Variable Selection for Multi-Source Count Data with Controlled False Discovery Rate
Shan Tang, Shanjun Mao, Shourong Ma, Falong Tan

TL;DR
This paper introduces ZIPG-SK, a novel variable selection method for multi-source count data that controls false discovery rate and improves power by modeling zero-inflation and skewness, validated through simulations and real biomedical datasets.
Contribution
We develop ZIPG-SK, a new FDR-controlled variable selection method tailored for multi-source count data using a Gaussian copula and e-value aggregation, addressing zero inflation and skewness.
Findings
ZIPG-SK outperforms existing methods in simulations.
It effectively identifies key variables in biomedical datasets.

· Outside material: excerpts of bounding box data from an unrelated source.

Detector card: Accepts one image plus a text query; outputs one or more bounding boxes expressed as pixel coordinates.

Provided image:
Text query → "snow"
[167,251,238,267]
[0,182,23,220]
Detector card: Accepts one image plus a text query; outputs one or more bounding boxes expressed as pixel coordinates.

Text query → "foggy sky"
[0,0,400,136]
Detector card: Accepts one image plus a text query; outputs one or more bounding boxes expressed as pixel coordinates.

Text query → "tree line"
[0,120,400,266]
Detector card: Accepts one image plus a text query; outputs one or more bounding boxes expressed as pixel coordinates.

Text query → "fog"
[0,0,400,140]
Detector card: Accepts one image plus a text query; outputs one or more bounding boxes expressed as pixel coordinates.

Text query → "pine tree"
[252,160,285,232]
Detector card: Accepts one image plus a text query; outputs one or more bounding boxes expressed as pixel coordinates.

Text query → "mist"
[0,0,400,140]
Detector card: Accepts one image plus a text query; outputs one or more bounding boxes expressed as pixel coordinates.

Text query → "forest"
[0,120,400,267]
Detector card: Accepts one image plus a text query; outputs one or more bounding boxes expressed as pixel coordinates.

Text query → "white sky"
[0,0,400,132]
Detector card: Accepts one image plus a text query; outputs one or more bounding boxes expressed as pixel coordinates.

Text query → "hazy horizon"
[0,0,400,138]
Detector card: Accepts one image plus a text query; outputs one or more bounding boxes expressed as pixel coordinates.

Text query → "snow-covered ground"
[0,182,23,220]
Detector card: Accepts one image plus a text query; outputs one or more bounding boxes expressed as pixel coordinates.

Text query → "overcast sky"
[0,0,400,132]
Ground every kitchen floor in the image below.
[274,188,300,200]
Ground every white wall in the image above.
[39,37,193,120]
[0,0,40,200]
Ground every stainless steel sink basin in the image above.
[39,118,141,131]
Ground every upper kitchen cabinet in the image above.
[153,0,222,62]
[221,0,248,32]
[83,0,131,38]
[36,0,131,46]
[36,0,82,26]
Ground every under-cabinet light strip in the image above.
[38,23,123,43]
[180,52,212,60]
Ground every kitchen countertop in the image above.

The method provides new mechanistic insights into disease data.
Abstract
The rapid generation of complex, highly skewed, and zero-inflated multi-source count data poses significant challenges for variable selection, particularly in biomedical domains like tumor development and metabolic dysregulation. To address this, we propose a new variable selection method, Zero-Inflated Poisson-Gamma Simultaneous Knockoff (ZIPG-SK), specifically designed for multi-source count data. Our method leverages a gaussian copula based on the Zero-Inflated Poisson-Gamma (ZIPG) distribution to construct knockoffs that properly account for the properties of count data, including high skewness and zero inflation, while effectively incorporating covariate information. This framework enables the detection of common features across multi-source datasets with guaranteed false discovery rate (FDR) control. Furthermore, we enhance the power of the method by incorporating e-value…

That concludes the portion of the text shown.